Ich blieb liegen und wartete darauf, dass ich Sirenen hören würde, von Rettungswagen, Polizeiautos, Feuerwehr. Das ganze Programm. Aber nichts geschah. Einfach gar nichts. Irgendwann stand ich auf und guckte mir die Bescherung genauer an. Alle waren tot. Daran hatte ich bald keinen Zweifel mehr. Verdammt schaurig war das und beängstigend. Aber traurig war ich deswegen in dem Moment eigentlich nicht, nein, kann ich nicht behaupten. Wahrscheinlich stand ich unter Schock und der hatte alles, was in mir an Empfindungen und Regungen möglich gewesen wäre, eingefroren. Schockgefrostet war ich. 

Auf jeden Fall erfreute mich, schockgefrostet wie ich war, die Stille sogar. Ich kannte diese ganzen Leute schließlich nicht. Ehrlich gesagt waren die mir ziemlich egal – Scheißtouris, wie man gerne mal sagt, wenn man kurzzeitig ignoriert, dass man selber einer ist. Zu dem Zeitpunkt wusste ich ja noch nicht, dass alle, einfach alle Menschen weltweit tot waren, gekillt, hinüber, über den Jordan, abgenippelt, verschieden, eingeschlafen, von uns gegangen… von mir, von mir gegangen. Aber um ehrlich zu sein, ist das vermutlich nur die halbe Wahrheit. Die andere Hälfte ist: Ich bin ein ausgewachsener Misanthrop, wobei das noch einigermaßen kultiviert klingt. ‚Menschenhasser‘ trifft es wohl besser. Wie auch immer.

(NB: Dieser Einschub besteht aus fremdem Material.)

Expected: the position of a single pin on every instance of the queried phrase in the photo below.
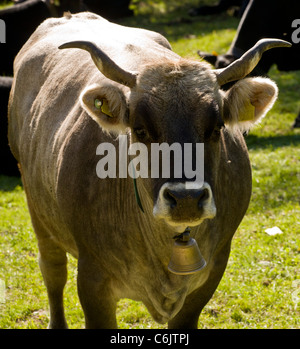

Ich schlenderte rüber zur Strandbar und genehmigte mir einen Gin und sofort noch einen hinterher,  als ich plötzlich ein Plätschern und Tropfen vom Wasser her hörte. Ich guckte über die Schulter und sah eine Frau aus den Wellen steigen. Dachte ich zumindest, dass das eine Frau wäre, und mir war es peinlich, dass sie mich beim Klauen erwischte. Aber dann dachte ich: Die weiß ja nicht, dass ich nicht bezahlen wollte. Zugegeben, ziemlich überflüssiger Gedankenquatsch angesichts der Situation, in der ich mich befand. Aber das sind nun mal die Gehirnreflexe, die man ein Leben lang antrainiert hat. 

Obwohl sie nackt war, beschlichen mich bei näherer Betrachtung Zweifel, ob es sich tatsächlich um eine Frau handelte. Ja, sie hatte Titten, ziemliche Riesendinger sogar, aber wenn sie die Arme hängen ließ, reichten die fast bis auf den Boden (also die Arme, meine ich), und dann: wie sie sich bewegte – als wäre sie mit dem Konzept der Schwerkraft nicht sonderlich vertraut. Und warum sage ich ‚nackt‘? Ihr ganzer Körper war mit Schlamm und irgendwelchem Geschlinge bedeckt, in den Haaren hingen Blätter und Zweige. Als sie näher herangekommen war, konnte man auch einiges Getier auf ihr rumkrabbeln sehen: Krebse, Käfer, Würmer. Wenn ich nicht so schockgefrostet gewesen wäre, hätte mich jetzt die blanke Panik gepeitscht. 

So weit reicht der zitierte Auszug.